In the most recent episode of Mars Hill Audio, Norman Wirzba discusses his new book Food and Faith: A Theology of Eating. He quotes Wendell Berry, from his essay “In Distrust of Movements,” on the subject of our modern separation from the reality of the world:
Educated minds, in the modern era, are unlikely to know anything about food and drink, clothing and shelter. In merely taking these things for granted, the modern educated mind reveals itself also to be as superstitious a mind as ever has existed in the world. What could be more superstitious than the idea that money brings forth food?
When the stores are sold out of food and all the bridges and tunnels are closed, the tenuous connection between money and food becomes clear.
Still, we don’t usually expect the wind and the rain to try to kill us. The astrophysicist Neil deGrasse Tyson suggested on Monday that we might be naïve for assuming all will be well in our relationship with Earth:
FYI: Earth has always been supremely hostile to life. That's why more than 95% of all species that ever lived are now extinct
— Neil deGrasse Tyson (@neiltyson) October 29, 2012
Compared to the rest of the universe, Earth would hardly be considered hostile, yet he makes a good point. Instead of wondering “why” when something bad happens, why aren’t we amazed by all the good we receive undeservedly, including life itself? Another way of looking at the situation: in his memoir about dying from esophageal cancer, Christopher Hitchens responded to the ultimate question about suffering — “Why?” — by asking instead, “Why not?”
As I was thinking about this storm, Jesus’ words came to mind about rain falling on both the righteous and unrighteous. It seemed like an appropriate verse for this week, but when I looked it up, as so often happens, the context was different than I remembered.
“You have heard that it was said, ‘Love your neighbor and hate your enemy.’ But I tell you, love your enemies and pray for those who persecute you, that you may be children of your Father in heaven. He causes his sun to rise on the evil and the good, and sends rain on the righteous and the unrighteous. If you love those who love you, what reward will you get? Are not even the tax collectors doing that?
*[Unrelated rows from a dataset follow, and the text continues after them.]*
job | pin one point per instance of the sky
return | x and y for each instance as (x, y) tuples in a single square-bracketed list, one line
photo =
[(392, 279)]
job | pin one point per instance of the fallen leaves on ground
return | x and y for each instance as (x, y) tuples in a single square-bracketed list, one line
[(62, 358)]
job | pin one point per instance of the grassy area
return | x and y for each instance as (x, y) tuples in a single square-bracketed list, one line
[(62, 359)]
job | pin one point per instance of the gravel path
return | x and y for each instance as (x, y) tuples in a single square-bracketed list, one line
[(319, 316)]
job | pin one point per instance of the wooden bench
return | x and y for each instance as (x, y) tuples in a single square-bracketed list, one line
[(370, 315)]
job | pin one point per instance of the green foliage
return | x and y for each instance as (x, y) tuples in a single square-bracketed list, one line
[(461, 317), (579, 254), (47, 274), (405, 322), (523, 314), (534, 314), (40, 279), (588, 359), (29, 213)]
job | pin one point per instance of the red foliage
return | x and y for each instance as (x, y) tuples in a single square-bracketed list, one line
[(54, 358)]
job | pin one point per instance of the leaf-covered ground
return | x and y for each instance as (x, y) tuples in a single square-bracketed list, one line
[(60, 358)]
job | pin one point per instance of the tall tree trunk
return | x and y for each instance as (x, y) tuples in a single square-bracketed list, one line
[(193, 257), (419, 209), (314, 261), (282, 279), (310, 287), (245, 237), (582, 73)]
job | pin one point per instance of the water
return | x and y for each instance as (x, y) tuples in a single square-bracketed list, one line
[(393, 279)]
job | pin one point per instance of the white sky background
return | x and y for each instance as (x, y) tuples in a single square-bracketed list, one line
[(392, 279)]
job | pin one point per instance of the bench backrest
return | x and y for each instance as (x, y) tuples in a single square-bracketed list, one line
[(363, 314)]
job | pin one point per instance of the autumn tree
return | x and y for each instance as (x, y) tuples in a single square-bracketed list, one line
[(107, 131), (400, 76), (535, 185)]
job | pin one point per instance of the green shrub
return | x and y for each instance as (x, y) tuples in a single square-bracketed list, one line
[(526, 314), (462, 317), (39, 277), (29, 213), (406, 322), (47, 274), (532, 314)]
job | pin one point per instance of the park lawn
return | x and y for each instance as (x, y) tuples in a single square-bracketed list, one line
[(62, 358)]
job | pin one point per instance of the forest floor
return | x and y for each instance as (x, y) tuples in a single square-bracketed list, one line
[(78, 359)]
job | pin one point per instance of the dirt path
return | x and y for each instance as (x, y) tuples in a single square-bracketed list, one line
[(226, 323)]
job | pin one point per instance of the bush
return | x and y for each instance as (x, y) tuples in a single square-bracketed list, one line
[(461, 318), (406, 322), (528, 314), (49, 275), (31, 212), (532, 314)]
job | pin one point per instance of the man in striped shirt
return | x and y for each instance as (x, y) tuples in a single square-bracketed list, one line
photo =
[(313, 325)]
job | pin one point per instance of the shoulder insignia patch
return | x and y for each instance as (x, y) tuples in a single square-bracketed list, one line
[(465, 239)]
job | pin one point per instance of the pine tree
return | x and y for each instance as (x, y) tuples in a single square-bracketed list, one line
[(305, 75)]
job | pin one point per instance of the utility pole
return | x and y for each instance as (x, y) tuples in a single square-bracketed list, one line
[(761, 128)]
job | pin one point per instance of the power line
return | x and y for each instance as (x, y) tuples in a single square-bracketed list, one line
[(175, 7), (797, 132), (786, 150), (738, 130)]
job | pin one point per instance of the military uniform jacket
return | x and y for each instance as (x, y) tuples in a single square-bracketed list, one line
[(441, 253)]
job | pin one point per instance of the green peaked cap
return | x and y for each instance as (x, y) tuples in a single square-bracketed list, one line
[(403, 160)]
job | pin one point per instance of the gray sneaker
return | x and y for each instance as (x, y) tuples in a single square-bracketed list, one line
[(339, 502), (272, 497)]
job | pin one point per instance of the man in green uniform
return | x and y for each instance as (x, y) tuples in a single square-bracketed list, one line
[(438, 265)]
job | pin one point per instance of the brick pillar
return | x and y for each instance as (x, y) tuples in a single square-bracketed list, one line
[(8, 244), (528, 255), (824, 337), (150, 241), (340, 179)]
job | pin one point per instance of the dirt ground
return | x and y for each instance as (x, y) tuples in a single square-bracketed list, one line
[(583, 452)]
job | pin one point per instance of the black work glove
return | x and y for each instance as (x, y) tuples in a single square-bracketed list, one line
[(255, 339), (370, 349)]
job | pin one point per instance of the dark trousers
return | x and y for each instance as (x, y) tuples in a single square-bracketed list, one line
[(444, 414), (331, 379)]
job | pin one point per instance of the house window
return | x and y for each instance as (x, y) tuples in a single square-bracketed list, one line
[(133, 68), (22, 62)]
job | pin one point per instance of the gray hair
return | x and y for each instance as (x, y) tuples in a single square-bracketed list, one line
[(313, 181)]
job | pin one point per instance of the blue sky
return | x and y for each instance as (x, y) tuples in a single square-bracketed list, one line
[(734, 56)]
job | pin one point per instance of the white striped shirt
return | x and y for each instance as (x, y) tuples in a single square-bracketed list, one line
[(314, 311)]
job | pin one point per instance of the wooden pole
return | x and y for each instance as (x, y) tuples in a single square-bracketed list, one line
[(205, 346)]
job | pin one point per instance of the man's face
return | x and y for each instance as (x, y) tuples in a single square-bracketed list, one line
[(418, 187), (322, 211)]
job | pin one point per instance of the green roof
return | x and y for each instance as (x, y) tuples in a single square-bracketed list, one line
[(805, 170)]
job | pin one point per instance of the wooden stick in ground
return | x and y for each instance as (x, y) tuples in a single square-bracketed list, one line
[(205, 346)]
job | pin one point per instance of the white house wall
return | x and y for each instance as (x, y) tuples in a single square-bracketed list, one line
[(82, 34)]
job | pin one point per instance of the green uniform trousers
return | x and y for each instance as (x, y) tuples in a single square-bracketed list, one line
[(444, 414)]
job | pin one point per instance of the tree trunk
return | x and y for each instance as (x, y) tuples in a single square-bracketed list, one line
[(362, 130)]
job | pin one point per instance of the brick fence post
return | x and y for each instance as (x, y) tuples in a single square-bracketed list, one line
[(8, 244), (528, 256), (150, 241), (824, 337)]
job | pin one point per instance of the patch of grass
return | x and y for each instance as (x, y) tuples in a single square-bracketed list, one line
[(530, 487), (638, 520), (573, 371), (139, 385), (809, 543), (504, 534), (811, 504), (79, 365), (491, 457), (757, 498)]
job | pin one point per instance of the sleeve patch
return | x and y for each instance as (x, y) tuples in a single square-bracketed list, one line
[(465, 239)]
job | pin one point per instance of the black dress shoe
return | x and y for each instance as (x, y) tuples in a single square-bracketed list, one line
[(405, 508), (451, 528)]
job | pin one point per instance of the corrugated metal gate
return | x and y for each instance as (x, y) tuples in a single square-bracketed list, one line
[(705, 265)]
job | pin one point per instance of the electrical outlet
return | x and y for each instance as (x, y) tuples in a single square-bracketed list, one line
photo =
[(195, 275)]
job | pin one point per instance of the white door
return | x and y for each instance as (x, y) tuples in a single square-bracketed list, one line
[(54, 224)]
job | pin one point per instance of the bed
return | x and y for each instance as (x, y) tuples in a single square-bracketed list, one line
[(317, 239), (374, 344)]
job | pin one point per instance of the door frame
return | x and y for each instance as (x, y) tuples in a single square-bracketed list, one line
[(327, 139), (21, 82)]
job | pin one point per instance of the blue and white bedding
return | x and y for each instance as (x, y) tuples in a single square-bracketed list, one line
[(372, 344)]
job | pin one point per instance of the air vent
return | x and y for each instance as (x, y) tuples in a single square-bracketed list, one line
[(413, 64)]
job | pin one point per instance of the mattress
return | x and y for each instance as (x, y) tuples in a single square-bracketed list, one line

And if you greet only your own people, what are you doing more than others? Do not even pagans do that? Be perfect, therefore, as your heavenly Father is perfect.” (Matt. 5:43-48)
In the agrarian context of the first century, the rain of Jesus’ example would have been considered a blessing by his listeners. (Thus it’s paired with sunshine.) So really this passage is about why God blesses everyone, regardless of their moral or spiritual state. Jesus does bring suffering into the discussion by speaking of persecution. His focus, however, isn’t solving the theodicy problem — it’s teaching us how to love and live like our Father in heaven.
Not surprisingly, this reminds me of God’s appearance at the end of Job. The theme of Job is, ostensibly, why bad things happen to good people. Job’s friends gather to try to explain to Job why such terrible things have happened to him. When God finally appears in Job 38 – 41, however, he brings a very different agenda to the meeting. This morning, I listened to my friend and former InterVarsity colleague Kenny Benge preach on this very passage, via the podcast of St. John’s Anglican Church in Franklin, TN.
Here’s how Kenny describes Job’s reaction to God’s presence in Job 42:
The gracious experience of Job in the face of a mysterious and holy God was to understand that he was a creature before a mysterious, awesome, beautiful Creator. There were many, many things that were beyond his understanding, but that was okay, because he knew that God was good.
Let us pray for those who need help after the storm. Let us mourn with those who mourn. May we, like Job, be able to affirm that God is good.